January 7th: Virginia Cavaliers defeat Pacifica Orcas 28-20 for the college football national championship.

February 6th: A year after his near-assassination, Japanese shogun Hireki Tokoda announces that he will immediately resign from the position and retire. War hero Kosuke Hirosha, former Rear Admiral and Military Governor of the Philippines, is granted the shogunate later that afternoon.

March 22nd: President Leno meets with Shogun Hirosha for the first time in a tense summit of Pacific powers in Hilo, along with Hawai'ian, Oceanian, Chinese, Alaskan and Colombian leadership. Analysts regard the easing of tensions between the U.S and France in the 21st century and the tension with Japan as the signs of a different Cold War emerging to replace a thawing one.

May 29th: President Jay Leno hospitalized after his second severe heart attack in the past year, and is released on June 1st.

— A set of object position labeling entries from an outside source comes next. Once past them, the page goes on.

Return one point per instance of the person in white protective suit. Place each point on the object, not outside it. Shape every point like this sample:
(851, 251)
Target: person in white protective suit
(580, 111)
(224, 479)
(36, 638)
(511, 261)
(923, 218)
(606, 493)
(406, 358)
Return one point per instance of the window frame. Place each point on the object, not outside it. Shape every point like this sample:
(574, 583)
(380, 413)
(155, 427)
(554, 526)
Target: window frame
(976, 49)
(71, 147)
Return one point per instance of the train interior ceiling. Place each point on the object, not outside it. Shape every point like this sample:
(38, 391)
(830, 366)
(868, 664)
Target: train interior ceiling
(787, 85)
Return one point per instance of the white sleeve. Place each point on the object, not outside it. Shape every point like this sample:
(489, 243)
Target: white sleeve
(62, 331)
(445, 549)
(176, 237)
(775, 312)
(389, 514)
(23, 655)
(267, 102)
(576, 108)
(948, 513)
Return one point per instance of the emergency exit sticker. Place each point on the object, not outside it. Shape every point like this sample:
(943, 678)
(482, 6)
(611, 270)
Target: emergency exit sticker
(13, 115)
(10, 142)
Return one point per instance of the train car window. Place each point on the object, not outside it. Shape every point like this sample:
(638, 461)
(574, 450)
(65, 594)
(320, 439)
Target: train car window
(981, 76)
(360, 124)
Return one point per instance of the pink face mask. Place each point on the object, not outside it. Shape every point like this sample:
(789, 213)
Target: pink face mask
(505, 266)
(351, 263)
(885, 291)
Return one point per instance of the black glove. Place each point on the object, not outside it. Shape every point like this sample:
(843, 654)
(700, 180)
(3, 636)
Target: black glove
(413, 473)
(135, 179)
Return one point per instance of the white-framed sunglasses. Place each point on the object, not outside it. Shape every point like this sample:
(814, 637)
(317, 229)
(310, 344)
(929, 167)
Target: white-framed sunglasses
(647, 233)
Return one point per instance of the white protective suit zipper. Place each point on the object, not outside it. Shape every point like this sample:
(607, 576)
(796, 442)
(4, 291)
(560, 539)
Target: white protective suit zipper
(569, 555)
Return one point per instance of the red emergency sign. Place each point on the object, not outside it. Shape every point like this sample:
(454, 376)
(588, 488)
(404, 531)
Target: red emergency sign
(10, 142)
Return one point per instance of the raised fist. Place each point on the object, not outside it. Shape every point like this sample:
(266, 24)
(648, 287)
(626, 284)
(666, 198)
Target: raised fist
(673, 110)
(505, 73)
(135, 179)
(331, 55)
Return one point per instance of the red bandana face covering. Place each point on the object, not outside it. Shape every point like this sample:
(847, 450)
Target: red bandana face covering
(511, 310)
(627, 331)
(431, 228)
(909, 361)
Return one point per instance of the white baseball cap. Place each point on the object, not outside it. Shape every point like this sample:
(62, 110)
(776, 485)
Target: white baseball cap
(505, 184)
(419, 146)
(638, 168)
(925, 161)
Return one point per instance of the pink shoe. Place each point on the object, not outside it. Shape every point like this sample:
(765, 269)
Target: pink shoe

June 3rd: For the first time in United States history, a U.S President resigns from office - Jay Leno, 42nd President of the United States of America, announces he will immediately step down due to health concerns, feeling he is not fit to serve with an upcoming midterm election and tensions rising in the Pacific. He signs a simple form: "I hereby resign the office of the President of the United States." The resignation is tendered and accepted by the Congress, and Bruce Springsteen takes the oath of office to become the 43rd President of the United States after Leno leaves the White House in the Marine One helicopter.